Briefing note
The success of the recently approved 2030 Agenda for Sustainable Development will depend on countries’ ability to move from consumption-based societies to more productive ones aimed at people’s wellbeing, said Alicia Bárcena, ECLAC Executive Secretary, on Thursday, March 3 during a keynote lecture at Andrés Bello Diplomatic Academy, which is under the authority of Chile’s Foreign Affairs Ministry.
“The 2030 Agenda is an opportunity to change the development pattern,” the most senior representative of the Economic Commission for Latin America and the Caribbean (ECLAC) emphasized to an audience of ambassadors, representatives from international organizations, public figures from Chile’s social, political and religious world and students.

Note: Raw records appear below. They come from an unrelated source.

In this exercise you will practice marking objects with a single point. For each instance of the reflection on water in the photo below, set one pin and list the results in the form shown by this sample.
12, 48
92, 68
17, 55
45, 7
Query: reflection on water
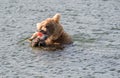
95, 29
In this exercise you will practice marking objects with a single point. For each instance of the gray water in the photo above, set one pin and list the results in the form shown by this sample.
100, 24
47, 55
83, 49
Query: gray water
93, 24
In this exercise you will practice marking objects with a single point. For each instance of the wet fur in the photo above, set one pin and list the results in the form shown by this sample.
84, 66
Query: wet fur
57, 35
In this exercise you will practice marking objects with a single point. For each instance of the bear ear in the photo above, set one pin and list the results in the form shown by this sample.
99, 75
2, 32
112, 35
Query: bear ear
56, 18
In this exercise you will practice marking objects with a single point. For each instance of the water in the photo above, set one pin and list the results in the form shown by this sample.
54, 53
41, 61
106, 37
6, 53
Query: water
93, 24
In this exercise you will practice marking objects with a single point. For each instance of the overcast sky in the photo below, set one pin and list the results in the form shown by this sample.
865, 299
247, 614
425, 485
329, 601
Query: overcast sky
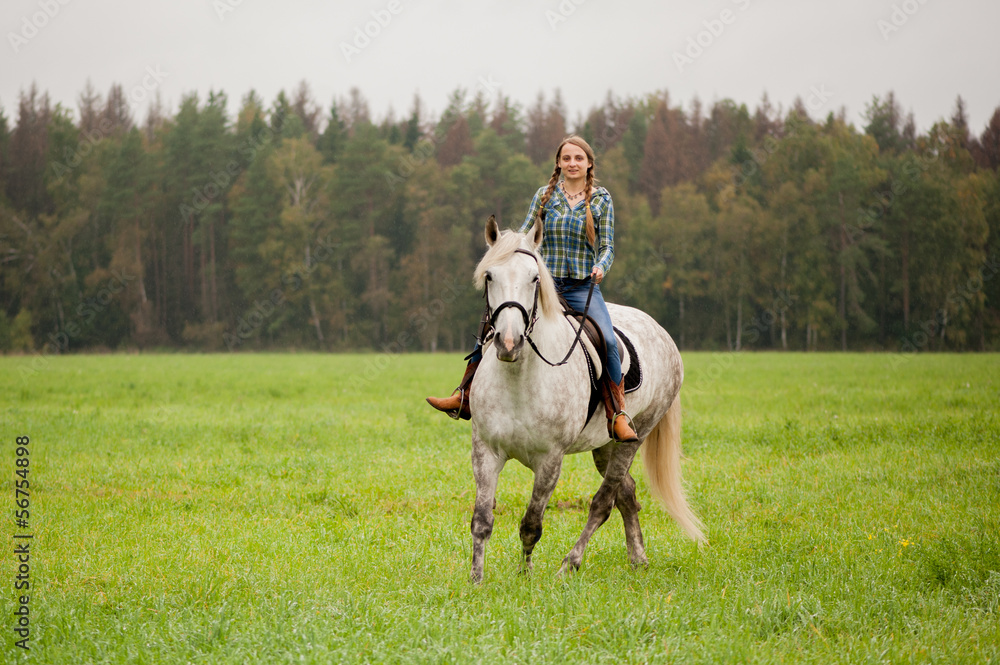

Alicia Bárcena was received by Juan Somavía, former Director-General of the International Labour Organization (ILO), adviser to the United Nations Secretary-General, Ban Ki-moon, and current Director of the Andrés Bello Diplomatic Academy.
Somavía said that ECLAC is a pioneer in posing a “comprehensive vision of development” which now inspires the 2030 Agenda and its 17 Sustainable Development Goals (SDGs). He highlighted, in this sense, the latest institutional documents presented by the UN regional organization in 2010, 2012 and 2014 focused on equality.
The new document, which ECLAC will present at its next period of sessions to be held May 23-27 in Mexico, aims to appeal to the 2030 Agenda to contribute to the construction of a development theory that will lend support to the objectives and indicators set forth, Bárcena explained. The document is entitled Horizons 2030: Equality at the centre of sustainable development.
During her presentation at the Diplomatic Academy entitled “Challenges of Implementing the 2030 Agenda in Latin America and the Caribbean,” she reviewed the complex international and regional economic context at present and the “tectonic shifts” taking place in the world today: from the reorganization of the world economy and the politics in trade blocs to the technological revolution, urban development and the threat of climate change, among others.
Although she suggested the need for the countries of Latin America and the Caribbean to actively incorporate the SDGs into their national development plans, she emphasized that “this agenda will not be possible with the addition of national initiatives alone. What is required is global governance and new coalitions” among governments, the citizenry and the private sector, Bárcena said.
To move forward with this agenda, “we must look at the region from the perspective of its productive structure and economic situation,” she said. “Until now, the region’s growth has been based fundamentally on public and private consumption, and not on improvements in productivity,” added the senior official, advocating particularly for regional integration. “The region is prepared, for example, to build a common digital market,” she said.